2005-03-08 / Front Page

FBI gives local volunteers update on chemical threats


Staff Writer

Scott R. NawrockiScott R. Nawrocki MANALAPAN — Members of the township’s volunteer medical reserve corps got a firsthand lesson recently from the FBI about weapons of mass destruction (WMD).

“Traditionally, the FBI dealt with bank robbers and gangsters,” said Special Agent Scott R. Nawrocki. “Today we deal with terrorist threats and function as a counter-terrorist agency.”

In a presentation to the volunteer medical corps — which would respond in the event of a local medical emergency — Nawrocki said the FBI has to be ready to respond to threats from within and outside of America’s borders.

The FBI conducts investigations in conjunction with local police departments, the New Jersey State Police, the New Jersey Office of Counterterrorism, the U.S. Secret Service, the federal Department of Homeland Security and the U.S. Bureau of Alcohol Tobacco and Firearms.

Nawrocki said the FBI has a close relationship with all of those agencies and frequently works with them to cover special or high profile events in order to prevent acts of terror from occurring.

In a power point presentation, Nawrocki detailed a list of incidents involving domestic terrorists, specifically individuals who are wanted for manufacturing WMD. Nawrocki said such weapons can include bombs, grenades, rockets, toxic chemicals and so-called dirty bombs which might contain radioactive materials.

“WMD can be any weapon designed to cause deaths,” the FBI agent said.

The bureau also investigates any threats which may involve biological pathogens or chemical weapons.

“We use the New Jersey Department of Health for biological agent testing,” said Nawrocki, who noted that the FBI also works with the U.S. Department of Homeland Security, as well as state and local responders, to identify and resolve any threat to public safety.

He said most people are aware of worldwide incidents in which WMD have been used.

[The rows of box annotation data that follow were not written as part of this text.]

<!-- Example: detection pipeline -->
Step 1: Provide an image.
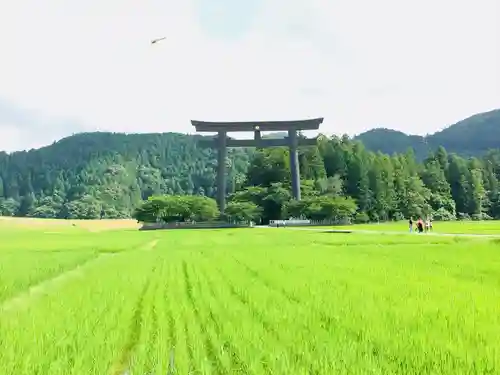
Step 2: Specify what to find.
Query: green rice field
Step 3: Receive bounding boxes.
[0,222,500,375]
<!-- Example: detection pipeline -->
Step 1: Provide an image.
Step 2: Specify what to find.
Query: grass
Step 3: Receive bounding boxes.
[0,223,500,375]
[336,220,500,235]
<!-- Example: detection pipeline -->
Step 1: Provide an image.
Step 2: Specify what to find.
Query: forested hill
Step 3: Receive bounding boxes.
[356,109,500,160]
[0,133,251,218]
[0,111,500,220]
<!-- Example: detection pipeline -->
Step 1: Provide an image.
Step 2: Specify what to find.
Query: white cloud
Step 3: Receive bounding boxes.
[0,0,500,153]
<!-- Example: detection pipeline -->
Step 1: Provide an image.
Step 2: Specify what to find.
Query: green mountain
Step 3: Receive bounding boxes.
[0,132,251,217]
[0,111,500,220]
[355,109,500,159]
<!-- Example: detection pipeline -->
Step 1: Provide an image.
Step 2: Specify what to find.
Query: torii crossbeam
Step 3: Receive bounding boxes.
[191,118,323,212]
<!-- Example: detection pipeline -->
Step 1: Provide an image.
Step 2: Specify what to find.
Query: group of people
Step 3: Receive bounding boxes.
[408,217,432,233]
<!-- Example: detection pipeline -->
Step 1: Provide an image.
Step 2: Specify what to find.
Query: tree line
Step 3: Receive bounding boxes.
[0,133,500,222]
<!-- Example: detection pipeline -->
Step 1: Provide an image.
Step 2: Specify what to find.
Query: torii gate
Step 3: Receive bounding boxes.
[191,118,323,212]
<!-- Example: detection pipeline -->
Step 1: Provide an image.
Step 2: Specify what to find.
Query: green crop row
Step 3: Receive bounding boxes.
[0,229,500,375]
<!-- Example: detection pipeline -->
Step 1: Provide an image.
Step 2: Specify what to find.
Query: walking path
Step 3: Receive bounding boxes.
[259,225,500,238]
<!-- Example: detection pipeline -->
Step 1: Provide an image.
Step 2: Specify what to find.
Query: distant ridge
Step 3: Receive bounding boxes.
[354,109,500,159]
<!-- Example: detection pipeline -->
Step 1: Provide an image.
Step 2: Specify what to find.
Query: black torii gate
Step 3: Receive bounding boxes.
[191,118,323,212]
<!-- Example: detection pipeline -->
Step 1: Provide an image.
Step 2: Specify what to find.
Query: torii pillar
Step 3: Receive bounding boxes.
[191,118,323,212]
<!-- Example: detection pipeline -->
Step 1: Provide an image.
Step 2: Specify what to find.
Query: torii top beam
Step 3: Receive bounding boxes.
[191,118,323,132]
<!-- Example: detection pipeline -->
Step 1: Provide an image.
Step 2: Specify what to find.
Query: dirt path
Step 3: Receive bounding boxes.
[276,227,500,238]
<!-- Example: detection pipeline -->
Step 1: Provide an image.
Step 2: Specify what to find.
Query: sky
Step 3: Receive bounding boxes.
[0,0,500,151]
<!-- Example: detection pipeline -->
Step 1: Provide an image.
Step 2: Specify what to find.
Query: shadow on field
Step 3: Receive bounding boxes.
[319,229,352,234]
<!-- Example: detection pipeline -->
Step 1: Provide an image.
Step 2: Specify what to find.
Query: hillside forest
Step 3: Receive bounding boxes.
[0,126,500,222]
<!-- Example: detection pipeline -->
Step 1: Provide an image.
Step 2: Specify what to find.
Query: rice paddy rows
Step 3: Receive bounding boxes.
[0,229,500,375]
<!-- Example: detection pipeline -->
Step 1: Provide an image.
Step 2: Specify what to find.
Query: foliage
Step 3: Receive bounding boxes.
[0,116,500,223]
[356,109,500,160]
[133,195,219,223]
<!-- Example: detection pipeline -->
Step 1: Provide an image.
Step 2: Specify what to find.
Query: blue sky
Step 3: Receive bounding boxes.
[0,0,500,151]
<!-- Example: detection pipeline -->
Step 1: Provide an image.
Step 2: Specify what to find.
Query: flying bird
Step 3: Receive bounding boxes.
[151,36,167,44]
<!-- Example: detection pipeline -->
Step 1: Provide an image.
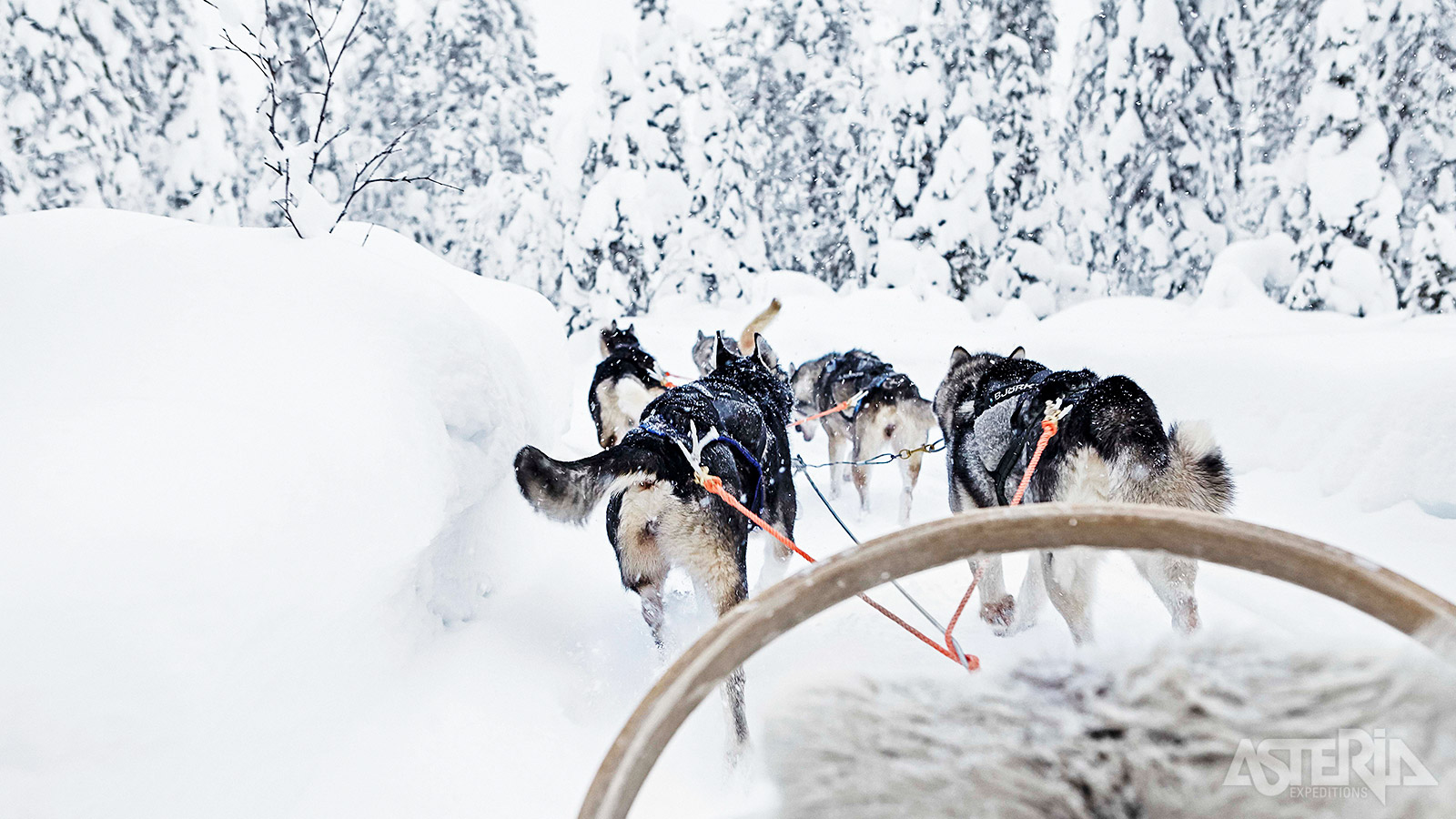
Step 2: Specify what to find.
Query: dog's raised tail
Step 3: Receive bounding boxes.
[738,298,784,356]
[515,446,650,523]
[1168,421,1233,514]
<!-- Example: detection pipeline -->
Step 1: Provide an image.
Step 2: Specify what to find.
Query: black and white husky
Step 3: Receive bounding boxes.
[515,337,796,742]
[935,347,1233,642]
[792,349,935,523]
[693,298,784,376]
[587,320,667,449]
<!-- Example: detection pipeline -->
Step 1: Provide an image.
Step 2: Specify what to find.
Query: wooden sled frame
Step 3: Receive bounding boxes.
[580,502,1456,819]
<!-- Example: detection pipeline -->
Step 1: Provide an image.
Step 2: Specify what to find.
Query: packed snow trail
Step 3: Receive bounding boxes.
[0,211,1456,819]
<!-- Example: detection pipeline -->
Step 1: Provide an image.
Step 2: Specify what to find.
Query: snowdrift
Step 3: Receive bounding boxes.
[0,210,565,816]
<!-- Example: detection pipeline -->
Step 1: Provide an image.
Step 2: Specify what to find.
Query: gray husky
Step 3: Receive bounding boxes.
[515,337,798,743]
[792,349,935,523]
[935,347,1233,642]
[587,320,667,449]
[693,298,784,376]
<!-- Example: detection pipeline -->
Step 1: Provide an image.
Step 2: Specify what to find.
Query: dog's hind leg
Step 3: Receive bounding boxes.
[849,439,869,511]
[900,451,923,526]
[1034,550,1092,645]
[759,536,794,592]
[693,548,748,758]
[1128,550,1198,634]
[824,424,847,497]
[635,581,667,654]
[971,555,1016,637]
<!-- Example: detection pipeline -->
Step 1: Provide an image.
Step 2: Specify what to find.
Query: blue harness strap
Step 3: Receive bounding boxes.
[638,424,763,514]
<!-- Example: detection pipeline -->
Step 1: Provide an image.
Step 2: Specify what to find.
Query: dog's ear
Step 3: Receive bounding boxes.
[713,331,737,370]
[753,332,779,373]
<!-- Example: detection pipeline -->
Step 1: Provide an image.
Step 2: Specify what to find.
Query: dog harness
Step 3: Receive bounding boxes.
[815,351,895,420]
[638,393,772,514]
[971,361,1101,506]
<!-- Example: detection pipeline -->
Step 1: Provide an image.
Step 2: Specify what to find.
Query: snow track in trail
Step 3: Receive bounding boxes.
[0,211,1456,819]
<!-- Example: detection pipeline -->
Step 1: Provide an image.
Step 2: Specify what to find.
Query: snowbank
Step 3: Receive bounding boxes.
[0,210,565,816]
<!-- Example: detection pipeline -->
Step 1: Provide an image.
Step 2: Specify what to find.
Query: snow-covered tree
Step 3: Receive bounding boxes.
[568,0,764,324]
[1405,204,1456,313]
[0,0,245,223]
[344,0,563,289]
[1061,0,1239,298]
[1286,0,1400,315]
[1366,0,1456,310]
[716,0,876,287]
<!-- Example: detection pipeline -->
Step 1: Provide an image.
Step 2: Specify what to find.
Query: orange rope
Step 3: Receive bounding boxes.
[945,410,1057,645]
[789,398,849,430]
[699,471,981,671]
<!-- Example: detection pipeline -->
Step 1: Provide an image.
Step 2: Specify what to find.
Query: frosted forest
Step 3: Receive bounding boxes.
[11,0,1456,329]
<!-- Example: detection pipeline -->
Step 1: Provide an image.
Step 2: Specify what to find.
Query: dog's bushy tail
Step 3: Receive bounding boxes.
[738,298,784,356]
[1168,421,1233,514]
[515,444,651,523]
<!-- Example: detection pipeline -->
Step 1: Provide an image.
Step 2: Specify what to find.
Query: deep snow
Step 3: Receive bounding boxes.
[0,210,1456,817]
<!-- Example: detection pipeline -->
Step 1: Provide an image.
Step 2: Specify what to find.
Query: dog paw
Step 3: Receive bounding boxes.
[1174,602,1198,634]
[981,594,1016,637]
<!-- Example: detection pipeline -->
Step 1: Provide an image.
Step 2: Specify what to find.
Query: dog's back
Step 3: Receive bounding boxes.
[515,337,796,742]
[935,347,1233,642]
[587,332,667,449]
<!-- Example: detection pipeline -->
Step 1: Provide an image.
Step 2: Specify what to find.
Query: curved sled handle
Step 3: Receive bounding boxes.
[580,502,1456,819]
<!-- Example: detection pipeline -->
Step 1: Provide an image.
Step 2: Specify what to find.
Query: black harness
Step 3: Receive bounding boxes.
[814,351,895,419]
[971,360,1101,506]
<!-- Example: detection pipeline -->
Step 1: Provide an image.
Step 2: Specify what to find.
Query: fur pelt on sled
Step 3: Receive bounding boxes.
[764,637,1456,819]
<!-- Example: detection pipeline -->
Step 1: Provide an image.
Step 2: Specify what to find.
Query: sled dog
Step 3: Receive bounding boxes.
[935,340,1233,642]
[693,298,784,376]
[515,335,796,743]
[587,320,667,449]
[792,349,935,523]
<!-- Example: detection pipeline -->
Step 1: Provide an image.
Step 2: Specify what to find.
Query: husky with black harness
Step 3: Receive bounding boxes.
[587,320,667,449]
[515,335,798,743]
[935,340,1233,642]
[792,349,935,523]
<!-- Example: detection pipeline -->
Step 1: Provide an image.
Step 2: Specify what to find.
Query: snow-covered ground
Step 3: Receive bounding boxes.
[0,211,1456,817]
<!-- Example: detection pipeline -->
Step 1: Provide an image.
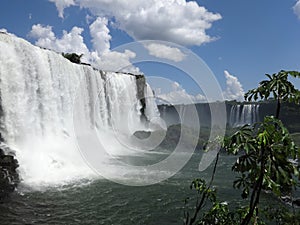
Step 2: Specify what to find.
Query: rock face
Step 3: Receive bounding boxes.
[135,75,147,119]
[0,143,19,202]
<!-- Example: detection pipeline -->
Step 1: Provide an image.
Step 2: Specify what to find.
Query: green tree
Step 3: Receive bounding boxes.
[186,70,300,225]
[245,70,300,119]
[223,117,299,225]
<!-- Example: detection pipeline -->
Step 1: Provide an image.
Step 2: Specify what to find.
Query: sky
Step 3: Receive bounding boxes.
[0,0,300,104]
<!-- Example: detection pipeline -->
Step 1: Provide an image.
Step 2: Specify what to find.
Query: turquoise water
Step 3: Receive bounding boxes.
[0,154,288,225]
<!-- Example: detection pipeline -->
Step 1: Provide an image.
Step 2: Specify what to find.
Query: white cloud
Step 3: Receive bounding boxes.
[154,82,207,105]
[145,43,186,62]
[223,70,244,101]
[90,17,111,54]
[50,0,221,45]
[29,24,89,58]
[29,18,140,73]
[0,28,7,33]
[293,0,300,19]
[49,0,75,18]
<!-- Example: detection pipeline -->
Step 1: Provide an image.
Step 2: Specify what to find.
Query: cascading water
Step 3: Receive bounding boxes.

Those incidents include the use of sarin, anthrax, ricin, salmonella and radiologicals, to name a few.

The agent said threats can come at any time and in the past have been aimed at schools, government facilities, businesses and religious institutions. A post office in Hamilton Township, Mercer County, was cited as an example where anthrax was delivered in 2001. That facility remains closed.

Other examples included the Minnesota Patriots Council, which in 1992 plotted to assassinate law enforcement officials using ricin; and a 1994 incident in which a group known as Rejneeshee contaminated salad bars and infected more than 700 people.

Nawrocki explained how different chemical weapons can affect parts of the body and how the medical reserve corps members can be an effective unit when working with federal and state agencies who are responding to emergency situations.